Performing a semi-anti-join (in binary search)

125 Views Asked by At

I'd like to subset a data.table by choosing the first key and excluding the second key.

set.seed(18032)
DT <- data.table(grp1 = sample(10, 1000, T),
                 grp2 = sample(10, 1000, T),
                 v = rnorm(100), key = "grp1,grp2")

My first instinct didn't work (! operated too early):

DT[.(10, !10)] #!10 = 0, chooses the (10,0) subset

This seems too inelegant, but works:

DT[.(10, setdiff(unique(grp2), 10))] #unique(grp2) %\% 10 for the bold ;-)
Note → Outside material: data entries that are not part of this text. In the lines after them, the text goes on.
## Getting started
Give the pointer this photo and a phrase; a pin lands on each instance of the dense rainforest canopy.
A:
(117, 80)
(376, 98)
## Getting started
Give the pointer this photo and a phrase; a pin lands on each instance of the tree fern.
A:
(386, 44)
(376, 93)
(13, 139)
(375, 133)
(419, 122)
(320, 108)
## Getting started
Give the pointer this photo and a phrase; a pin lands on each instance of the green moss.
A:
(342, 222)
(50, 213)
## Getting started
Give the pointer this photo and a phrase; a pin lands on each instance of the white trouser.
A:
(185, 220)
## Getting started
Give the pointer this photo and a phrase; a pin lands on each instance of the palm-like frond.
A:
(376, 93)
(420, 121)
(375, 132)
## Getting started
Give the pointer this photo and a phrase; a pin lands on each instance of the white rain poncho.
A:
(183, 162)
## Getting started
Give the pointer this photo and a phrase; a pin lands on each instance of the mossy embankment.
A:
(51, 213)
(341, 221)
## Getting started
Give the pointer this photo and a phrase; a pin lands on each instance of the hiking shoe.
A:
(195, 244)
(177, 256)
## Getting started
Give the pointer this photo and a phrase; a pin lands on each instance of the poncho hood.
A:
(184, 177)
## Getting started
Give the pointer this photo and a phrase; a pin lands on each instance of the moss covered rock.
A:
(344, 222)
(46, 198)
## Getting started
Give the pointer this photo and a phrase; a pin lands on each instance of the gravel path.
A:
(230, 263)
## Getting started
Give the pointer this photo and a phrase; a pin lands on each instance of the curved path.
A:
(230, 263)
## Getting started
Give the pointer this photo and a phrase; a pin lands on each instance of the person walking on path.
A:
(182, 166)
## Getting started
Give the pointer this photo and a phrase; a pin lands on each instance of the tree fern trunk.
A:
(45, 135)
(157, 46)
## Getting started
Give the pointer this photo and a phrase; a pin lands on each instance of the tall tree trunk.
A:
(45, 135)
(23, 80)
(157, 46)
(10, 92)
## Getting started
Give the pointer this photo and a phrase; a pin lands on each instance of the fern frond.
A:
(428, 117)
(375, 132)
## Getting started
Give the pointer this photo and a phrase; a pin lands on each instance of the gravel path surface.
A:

And this also works, but this approach sacrifices some functionality (e.g., access to := on DT):

setkey(DT, grp2, grp1)
DT[!.(10)][CJ(grp2, 10, unique = TRUE)]
#equivalently
DT[!.(10)][.(unique(grp2), 10)]

Have I exhausted my options, or am I missing something?

1

There are 1 best solutions below

8
On

This seems to do what I expected:

DT[ grp1==10 & grp2 != 10, ]

It seems to allow targeted assignment if you use := in the j -position.

As an example, this should succeed (with no loss of efficiency):

 DT[ grp1==10 & grp2 != 10, v := 0 ]